Грань - Михаил Щукин
Шрифт:
Интервал:
Закладка:
– Погоди, – бабка едва-едва отдышалась. – Сейчас я.
С крехом, щелкая суставами в коленях, поднялась с лавки и прошла в избу. Вынесла сверток, замотанный в старую, пожелтевшую газету, и на ладонях обеих рук, как обычно подают хлеб-соль, протянула его Степану.
– На-ка вот, прими, Елена мне перед смертью отдала, так возьми. Сам-то все расфуговал, никакой памяти не оставил. Пусть хоть шаль будет.
Степан ошарашенно принял сверток в руки. Сухая бумага, выгоревшая на солнце до желтизны, захрустела под пальцами. Сверток был мягкий, казалось, что от него идет тепло. Кровь гулко и тяжело ударила в виски, и краска запоздалого стыда медленно поползла вниз по щекам. Иваниха молчала. Степан тоже ничего не сказал. Изо всех сил притиснул сверток к себе и осторожно спустился с крыльца по шатким, скрипящим ступеням.
Возле клуба уже никого не было, но это сейчас и не волновало Степана – он торопился домой.

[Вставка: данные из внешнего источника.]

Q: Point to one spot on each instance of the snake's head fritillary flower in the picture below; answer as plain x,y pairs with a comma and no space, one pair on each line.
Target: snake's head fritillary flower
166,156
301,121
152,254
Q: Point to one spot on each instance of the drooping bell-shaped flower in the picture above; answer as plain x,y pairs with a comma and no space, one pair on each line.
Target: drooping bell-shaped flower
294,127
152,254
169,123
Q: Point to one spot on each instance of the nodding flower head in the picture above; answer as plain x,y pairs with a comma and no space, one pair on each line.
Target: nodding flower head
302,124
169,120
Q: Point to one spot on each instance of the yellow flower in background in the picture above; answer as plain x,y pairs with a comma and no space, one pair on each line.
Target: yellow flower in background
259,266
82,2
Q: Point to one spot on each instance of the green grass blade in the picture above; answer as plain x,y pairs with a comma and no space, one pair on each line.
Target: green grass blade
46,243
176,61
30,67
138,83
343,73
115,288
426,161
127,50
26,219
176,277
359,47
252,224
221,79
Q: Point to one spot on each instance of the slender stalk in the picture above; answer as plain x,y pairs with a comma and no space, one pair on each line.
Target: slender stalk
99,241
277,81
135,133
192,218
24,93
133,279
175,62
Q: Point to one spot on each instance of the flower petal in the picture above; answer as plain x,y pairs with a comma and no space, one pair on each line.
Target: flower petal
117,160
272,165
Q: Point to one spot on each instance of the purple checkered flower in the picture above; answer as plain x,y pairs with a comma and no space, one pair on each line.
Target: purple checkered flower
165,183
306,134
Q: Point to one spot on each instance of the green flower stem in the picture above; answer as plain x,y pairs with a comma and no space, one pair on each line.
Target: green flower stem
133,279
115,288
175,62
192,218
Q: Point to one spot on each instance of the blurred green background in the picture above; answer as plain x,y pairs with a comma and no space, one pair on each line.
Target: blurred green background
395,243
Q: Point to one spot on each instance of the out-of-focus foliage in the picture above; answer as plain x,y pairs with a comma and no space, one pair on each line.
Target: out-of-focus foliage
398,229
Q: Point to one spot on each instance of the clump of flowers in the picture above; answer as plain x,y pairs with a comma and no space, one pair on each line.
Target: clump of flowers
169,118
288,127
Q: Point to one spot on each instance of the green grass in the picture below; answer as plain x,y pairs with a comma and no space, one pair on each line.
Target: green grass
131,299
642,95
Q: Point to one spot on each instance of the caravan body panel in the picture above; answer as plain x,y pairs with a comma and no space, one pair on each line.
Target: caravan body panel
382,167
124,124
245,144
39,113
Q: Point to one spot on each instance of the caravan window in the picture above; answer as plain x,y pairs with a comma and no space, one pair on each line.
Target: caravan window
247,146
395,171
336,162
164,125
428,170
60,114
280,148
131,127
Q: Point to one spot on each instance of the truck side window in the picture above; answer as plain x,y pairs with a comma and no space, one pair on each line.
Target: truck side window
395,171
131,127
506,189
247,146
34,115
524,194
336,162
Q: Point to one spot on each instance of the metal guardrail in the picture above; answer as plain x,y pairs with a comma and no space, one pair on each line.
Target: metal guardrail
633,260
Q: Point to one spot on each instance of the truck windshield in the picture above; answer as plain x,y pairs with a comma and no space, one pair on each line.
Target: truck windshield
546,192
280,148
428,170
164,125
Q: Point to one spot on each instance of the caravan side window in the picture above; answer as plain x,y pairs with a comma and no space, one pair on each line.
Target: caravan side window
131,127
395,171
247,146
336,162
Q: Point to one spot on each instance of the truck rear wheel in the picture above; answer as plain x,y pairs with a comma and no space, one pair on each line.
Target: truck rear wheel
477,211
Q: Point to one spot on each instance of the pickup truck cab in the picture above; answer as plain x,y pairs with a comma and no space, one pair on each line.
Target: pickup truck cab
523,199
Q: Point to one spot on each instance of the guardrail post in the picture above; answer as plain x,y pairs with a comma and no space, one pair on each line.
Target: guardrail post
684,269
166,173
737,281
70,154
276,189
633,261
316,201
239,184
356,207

Дома, в своей будке, развернул сверток и расстелил на раскладушке широкую, теплую шаль с длинными кистями. Шаль была темной, потертой и в некоторых местах почиканная молью. А он ее помнил совсем другой – яркой, ворсистой. Мать редко накидывала ее на себя, только по праздникам, и когда приходила с улицы, развязывала тугой узел и опускала шаль на плечи, освобождая гладко причесанные русые волосы, и когда целовала Степана, прижимаясь к нему румяной щекой, он всегда взбрыкивал ногами и заливался смехом, потому что шаль, касаясь своим краешком лица, щекотала до визга.
Он опустился на колени, сунулся лицом в потертую мягкость шерсти, крепко отдающую нафталином, но никакой щекотки не почувствовал. Шаль была просто мягкой и теплой. Напрягся, пытаясь вызвать в памяти материн голос, негромкий, распевный – это он хорошо помнил! – но голос не появился, не пришел, по-прежнему оставаясь за глухой и невидимой стеной. Только реальные, ночные звуки доходили до слуха: где-то неподалеку гудела машина, тоскливо выла собака, и на Незнамовке, быстро подвигаясь к протоке, надоедливой осой ныла моторка.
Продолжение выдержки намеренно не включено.